Ilustración Mercedes García.
Veinte de Abril. El otoño embarga el ambiente y esa humedad aceitosa envuelve todo a su paso empañando los vidrios de los árboles y cortándole la respiración al río que no deja de zambullirse en las veredas. Sigo esperando al 275.
Aún no decido contarles a mis abuelos que hace cuatro meses dejé la universidad y me apetecen las mujeres.

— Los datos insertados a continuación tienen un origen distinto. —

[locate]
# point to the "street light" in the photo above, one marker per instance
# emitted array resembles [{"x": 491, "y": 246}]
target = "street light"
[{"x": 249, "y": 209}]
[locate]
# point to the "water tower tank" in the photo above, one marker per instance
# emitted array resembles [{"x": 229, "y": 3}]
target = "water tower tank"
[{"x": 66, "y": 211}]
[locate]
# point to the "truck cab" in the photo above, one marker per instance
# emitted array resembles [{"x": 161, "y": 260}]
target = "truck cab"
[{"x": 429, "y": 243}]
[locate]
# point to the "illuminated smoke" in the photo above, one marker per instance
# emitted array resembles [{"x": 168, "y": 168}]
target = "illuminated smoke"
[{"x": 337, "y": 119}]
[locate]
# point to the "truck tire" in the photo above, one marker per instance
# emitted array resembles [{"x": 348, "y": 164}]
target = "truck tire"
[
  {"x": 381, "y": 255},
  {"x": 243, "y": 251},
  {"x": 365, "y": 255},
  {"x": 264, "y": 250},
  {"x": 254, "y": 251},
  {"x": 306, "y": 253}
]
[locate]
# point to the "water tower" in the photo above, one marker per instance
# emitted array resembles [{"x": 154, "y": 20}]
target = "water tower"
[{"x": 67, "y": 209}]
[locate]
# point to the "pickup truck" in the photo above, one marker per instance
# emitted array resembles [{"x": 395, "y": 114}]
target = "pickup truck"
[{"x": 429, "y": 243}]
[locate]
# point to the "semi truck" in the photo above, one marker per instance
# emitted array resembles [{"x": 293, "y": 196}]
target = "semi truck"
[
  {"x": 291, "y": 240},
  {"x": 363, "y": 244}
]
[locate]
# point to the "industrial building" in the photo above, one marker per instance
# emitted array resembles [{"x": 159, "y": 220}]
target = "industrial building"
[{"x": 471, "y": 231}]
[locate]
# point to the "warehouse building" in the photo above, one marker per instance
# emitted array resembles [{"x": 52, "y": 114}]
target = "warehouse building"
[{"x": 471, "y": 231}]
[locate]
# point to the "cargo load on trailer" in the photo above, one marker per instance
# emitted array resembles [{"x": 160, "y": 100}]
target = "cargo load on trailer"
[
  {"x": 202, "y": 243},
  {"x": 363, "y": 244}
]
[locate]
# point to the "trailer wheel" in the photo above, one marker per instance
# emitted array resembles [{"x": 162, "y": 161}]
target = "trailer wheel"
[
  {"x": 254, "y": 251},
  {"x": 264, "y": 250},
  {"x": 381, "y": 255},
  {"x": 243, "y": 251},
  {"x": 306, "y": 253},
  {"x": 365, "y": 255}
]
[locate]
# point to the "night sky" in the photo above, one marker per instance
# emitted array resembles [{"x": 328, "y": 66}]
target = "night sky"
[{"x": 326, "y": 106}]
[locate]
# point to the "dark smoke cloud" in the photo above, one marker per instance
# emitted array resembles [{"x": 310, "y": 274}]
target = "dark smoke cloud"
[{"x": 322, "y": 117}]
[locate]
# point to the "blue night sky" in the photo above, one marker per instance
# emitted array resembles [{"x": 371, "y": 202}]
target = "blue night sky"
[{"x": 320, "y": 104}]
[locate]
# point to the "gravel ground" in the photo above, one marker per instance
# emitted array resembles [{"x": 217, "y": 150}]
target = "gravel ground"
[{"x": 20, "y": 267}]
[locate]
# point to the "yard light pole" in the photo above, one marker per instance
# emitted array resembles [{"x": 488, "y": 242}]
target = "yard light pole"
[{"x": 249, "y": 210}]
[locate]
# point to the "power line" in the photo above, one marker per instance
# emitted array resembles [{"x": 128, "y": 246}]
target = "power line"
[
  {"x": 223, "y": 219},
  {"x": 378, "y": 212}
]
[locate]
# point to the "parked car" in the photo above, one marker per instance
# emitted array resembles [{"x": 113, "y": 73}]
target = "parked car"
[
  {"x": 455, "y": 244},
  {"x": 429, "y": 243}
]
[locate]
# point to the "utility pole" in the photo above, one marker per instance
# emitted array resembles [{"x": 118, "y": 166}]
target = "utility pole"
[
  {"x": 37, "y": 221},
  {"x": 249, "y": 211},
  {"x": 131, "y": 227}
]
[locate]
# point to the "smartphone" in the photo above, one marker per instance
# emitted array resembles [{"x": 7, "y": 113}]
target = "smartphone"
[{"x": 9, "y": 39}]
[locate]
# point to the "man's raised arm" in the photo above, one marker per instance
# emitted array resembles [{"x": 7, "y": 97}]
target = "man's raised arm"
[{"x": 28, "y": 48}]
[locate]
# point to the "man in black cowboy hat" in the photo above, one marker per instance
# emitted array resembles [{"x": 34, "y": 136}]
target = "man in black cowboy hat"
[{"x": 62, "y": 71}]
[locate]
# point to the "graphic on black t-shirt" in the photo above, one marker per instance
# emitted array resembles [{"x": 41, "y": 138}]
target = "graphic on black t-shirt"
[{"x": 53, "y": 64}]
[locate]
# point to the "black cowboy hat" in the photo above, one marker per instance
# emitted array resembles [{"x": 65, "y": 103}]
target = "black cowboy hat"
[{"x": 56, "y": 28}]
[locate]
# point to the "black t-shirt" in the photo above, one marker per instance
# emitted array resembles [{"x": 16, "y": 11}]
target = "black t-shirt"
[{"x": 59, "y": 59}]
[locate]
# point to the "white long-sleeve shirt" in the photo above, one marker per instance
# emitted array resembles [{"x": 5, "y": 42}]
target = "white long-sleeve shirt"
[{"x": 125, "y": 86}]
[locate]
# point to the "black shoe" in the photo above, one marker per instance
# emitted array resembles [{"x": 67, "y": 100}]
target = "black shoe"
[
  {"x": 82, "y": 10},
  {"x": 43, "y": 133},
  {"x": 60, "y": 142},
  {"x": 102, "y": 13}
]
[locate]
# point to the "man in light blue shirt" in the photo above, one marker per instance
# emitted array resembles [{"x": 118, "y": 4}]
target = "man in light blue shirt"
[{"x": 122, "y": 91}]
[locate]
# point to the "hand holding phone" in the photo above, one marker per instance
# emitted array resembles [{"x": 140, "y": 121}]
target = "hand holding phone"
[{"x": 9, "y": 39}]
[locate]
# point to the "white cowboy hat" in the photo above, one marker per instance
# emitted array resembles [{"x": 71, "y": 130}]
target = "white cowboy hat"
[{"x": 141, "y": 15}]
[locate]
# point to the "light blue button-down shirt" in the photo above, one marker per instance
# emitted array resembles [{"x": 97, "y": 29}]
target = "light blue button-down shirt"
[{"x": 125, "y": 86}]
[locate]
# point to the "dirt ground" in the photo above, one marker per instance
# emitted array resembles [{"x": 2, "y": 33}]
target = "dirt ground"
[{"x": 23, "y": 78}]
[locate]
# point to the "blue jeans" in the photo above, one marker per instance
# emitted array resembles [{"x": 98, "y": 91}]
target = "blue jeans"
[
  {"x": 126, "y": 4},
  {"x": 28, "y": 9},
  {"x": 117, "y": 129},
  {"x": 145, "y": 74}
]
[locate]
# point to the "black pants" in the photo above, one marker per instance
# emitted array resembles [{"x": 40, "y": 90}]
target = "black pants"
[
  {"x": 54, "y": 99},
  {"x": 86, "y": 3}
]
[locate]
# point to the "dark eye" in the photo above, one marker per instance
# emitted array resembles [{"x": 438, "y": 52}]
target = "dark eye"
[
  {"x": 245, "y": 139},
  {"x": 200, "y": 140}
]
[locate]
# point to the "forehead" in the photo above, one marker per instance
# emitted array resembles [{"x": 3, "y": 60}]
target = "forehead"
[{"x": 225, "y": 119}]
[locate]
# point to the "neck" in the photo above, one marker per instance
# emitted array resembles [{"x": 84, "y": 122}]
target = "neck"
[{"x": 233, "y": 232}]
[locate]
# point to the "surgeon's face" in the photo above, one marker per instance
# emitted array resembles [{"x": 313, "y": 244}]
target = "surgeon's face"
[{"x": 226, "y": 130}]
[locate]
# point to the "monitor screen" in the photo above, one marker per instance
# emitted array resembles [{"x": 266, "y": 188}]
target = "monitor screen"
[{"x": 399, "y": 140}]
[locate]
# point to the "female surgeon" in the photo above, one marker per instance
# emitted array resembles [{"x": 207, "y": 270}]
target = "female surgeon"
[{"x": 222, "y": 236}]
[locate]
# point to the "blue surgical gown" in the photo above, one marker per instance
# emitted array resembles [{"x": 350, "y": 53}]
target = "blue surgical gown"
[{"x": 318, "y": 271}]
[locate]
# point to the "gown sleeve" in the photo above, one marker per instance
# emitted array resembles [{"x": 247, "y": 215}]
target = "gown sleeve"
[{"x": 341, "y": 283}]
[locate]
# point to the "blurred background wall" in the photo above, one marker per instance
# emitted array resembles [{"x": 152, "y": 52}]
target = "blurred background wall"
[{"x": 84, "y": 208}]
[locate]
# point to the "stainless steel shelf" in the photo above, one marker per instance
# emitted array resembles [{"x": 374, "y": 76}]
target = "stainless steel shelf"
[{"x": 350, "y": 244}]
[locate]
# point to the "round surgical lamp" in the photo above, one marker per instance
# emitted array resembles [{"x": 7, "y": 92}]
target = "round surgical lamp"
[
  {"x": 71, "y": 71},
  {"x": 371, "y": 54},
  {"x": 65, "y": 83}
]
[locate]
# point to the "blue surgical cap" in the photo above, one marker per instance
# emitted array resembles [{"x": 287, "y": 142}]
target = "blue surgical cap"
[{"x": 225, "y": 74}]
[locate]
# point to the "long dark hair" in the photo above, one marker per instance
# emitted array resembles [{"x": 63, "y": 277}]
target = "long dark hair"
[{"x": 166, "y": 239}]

Realizo diariamente la misma rutina tediosa de embarcarme en un viaje bobo hasta la Plaza San Martín con tal de no ver sus cabellos almidonados de quejas y sus manos arrugadas de pecado.
Mis abuelos, Roque y Vasilios y mi abuela Isabel, forman el trío más bizarro y hermoso que haya circundado la galaxia. Un amor sin formas ni conteos, con celos y sin ellos, un amor de mate y membrillo.
Mi abuelo Roque es mi abuelo de impetuosa opinión y áspera verbena, mientras que Vasilios es mi abuelo de sangre, de enojos cortos y prolongados silencios , el mismo silencio que guarda mi abuela Isabel cuando aún en la calle le gritan puta cada vez que sale a hacer algún mandado.
Su historia no dista mucho de ser el cuento repetitivo de inmigrantes que pisaron nuevas tierras y emprendieron una incesante lucha de manos atadas contra la pobreza absoluta. Mi abuelo Vasilios huyó de Balcanes y de las balas y vino de polizón como lo hizo mi otro abuelo. Llegaron aquí sin conocerse, uno griego, otro italiano, formando amistad con señas, sin necesidad de comunicarse, los dos tenían un lenguaje universal llamado hambre.
En medio de los dos apareció una provinciana sin muchas sonrisas pero con unas mejillas rosadas hermosas donde se empinaban los más dulces besos.
Mi abuela eligió como a su hombre por los siglos de los siglos al griego. El italiano, por su parte, con sentimientos callados y atragantados, decidió buscar suerte en otro lugar o quizás huirle al desamor. Resultó ser, al final, la misma cosa.
Pasaron unos cuantos años y unos cuantos hijos y mi abuelo Vasilios enfermó de muerte. Mi abuelo Roque al enterarse, se devolvió y adjudicó suya la casa con sus dramas y dilemas. Los hijos fueron sus hijos y mi abuela, su señora, la que compartía con devoción y gloria con su amigo agonizante.
Un buen día mi abuelo resucitó entre jarabes y halló un nuevo rey en su reino.
Sin fuerzas para trabajar supo que las bocas de sus hijos no se alimentarían con su orgullo y prefirió compartir a su mujer antes que perderla, antes que sus manos adoradas no volvieran jamás a tocarle sus percudidas sienes delatando su debilidad por ella.
Decido devolverme a casa. La lluvia no cesa y no solo estoy empapada sino muda de mentiras en la garganta. Al final, ¿a qué le temo? Nunca habrá algo que mi abuela Isabel no permita, que mi abuelo Roque no asuma y que mi abuelo Vasilios no acepte, quizás en su historia, allí donde las gardenias crecen junto al río, estén las coordenadas de la mía. Autor: Mercedes García.